Registry hives are one of the most artifact-dense files found on the Windows operating system. The key-value pair storage of system and software configurations, device usage, and so much more makes this artifact attractive to us in DFIR. Whether we use the key and value names to gather informaiton about connected devices or the application usage, we can leverage the last written timestamp to append these events to our timeline of activity.

This timestamp is referenced with last connected times for USB devices and networks, when documents were opened in MRU, and more. As I am sure others in the field have noticed, some hives on some systems some of the time appear to have unreliable last written timestamps associated with a key. This usually stands out to us pretty clearly when the timestamp is substantially different than the anticipated activity timeframe, though requires additional scrutiny to identify our confidence level in the time value.

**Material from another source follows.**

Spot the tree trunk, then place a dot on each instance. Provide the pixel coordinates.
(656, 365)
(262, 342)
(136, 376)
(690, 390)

Investigating registry "stomping"

I have run some testing in the past to attempt to identify what process(s) cause the timestamp "stomping" to occur without much luck. (Though "stomping" isn't quite the word I'm looking for, we'll use it to talk about this - open to suggestions for a more fitting term.) A few things I noticed are:

  • The stomping is generally present in multiple locations within a hive
  • The last written is usually stomped for one or more subkeys of the initial parent key
  • Software installation (including Windows updates) seems to play a role
  • This information appears in the registry after reboot (likely caused by shutting down the machine before grabbing hives during my testing)

Note: I am planning on documenting the testing and results in a future post, though welcome any insights from the community in what you've seen in casework or thoughts on what items should be added to the testing.

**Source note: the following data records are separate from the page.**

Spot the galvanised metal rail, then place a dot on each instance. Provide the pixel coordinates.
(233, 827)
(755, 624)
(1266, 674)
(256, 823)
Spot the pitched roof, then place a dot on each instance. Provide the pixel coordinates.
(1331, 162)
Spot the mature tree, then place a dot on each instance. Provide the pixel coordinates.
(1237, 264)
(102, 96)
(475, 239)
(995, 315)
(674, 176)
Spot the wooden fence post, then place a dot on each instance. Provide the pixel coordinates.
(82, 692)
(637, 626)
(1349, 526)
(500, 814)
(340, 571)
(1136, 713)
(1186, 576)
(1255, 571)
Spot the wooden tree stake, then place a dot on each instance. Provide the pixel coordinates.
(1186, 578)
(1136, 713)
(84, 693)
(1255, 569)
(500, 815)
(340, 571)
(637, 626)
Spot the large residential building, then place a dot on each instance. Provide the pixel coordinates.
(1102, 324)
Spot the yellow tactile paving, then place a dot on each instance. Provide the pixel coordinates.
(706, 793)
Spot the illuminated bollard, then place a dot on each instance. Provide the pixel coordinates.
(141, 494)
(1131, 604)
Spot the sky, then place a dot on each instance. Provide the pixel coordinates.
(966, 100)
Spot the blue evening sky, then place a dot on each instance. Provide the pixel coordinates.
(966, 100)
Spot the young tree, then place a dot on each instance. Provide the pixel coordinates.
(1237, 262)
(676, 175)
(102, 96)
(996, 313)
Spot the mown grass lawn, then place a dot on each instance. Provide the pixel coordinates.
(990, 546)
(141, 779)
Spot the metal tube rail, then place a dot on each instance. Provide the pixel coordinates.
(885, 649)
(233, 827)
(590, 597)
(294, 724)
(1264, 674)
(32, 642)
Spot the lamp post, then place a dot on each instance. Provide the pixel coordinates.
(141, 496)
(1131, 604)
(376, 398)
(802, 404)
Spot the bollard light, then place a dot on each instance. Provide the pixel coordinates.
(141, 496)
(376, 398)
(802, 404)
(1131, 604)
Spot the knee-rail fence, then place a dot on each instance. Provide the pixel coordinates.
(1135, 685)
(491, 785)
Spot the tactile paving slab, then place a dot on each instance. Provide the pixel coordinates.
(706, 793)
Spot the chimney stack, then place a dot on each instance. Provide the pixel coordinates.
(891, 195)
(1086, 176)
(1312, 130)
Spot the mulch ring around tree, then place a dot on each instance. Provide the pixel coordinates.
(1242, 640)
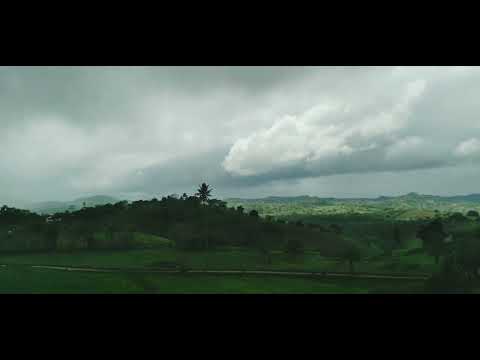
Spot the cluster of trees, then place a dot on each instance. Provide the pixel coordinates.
(457, 253)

To help us identify this stomping activity, I thought it may be useful to rip out all of these timestamps, with a bit of context, and start with 'frequency analysis' to get a sense of what timestamps we should be wary of. There are a few caveats with this technique, but we will address those in a bit.

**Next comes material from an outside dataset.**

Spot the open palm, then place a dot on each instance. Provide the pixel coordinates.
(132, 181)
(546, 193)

As some of you may know, one of my forensic tools of choice is Python - so naturally, I built a script. Though the code is ~100 lines with nice formatting and documentation, I figured I'd include it inline below to step through my thought process some. I will upload the code file soon and provide a link, though didn't want to delay the blog post.

Registry timestamp extraction

The goals in design are fairly simplistic:

  1. Open a registry hive;
  2. Iterate through all the keys in the hive;
  3. Grab the last written time and key path (including root);
  4. Write this information to a file where we can easily interact with the data;

So let's dive in! I am using the python-registry==1.0.4 library in Python 3.6.5 (though there are other libraries that will work for our purpose):

import json
import os
import sys
from Registry import Registry

# Path to your registry hive
# You can use `sys.argv` or `argparse` to get these details as well
hive_path = "" 
output_file = ""
open_output = open(output_file, 'w')

# Quickly test that it is a registry hive using the `regf` magic
with open(hive_path, 'rb') as temp_open:
    if temp_open.read(4) != b'regf':
        print("The provided file is not a registry hive.")
        sys.exit()

# Open up our hive and get the `root()` key object
hive_root = Registry.Registry(hive_path).root()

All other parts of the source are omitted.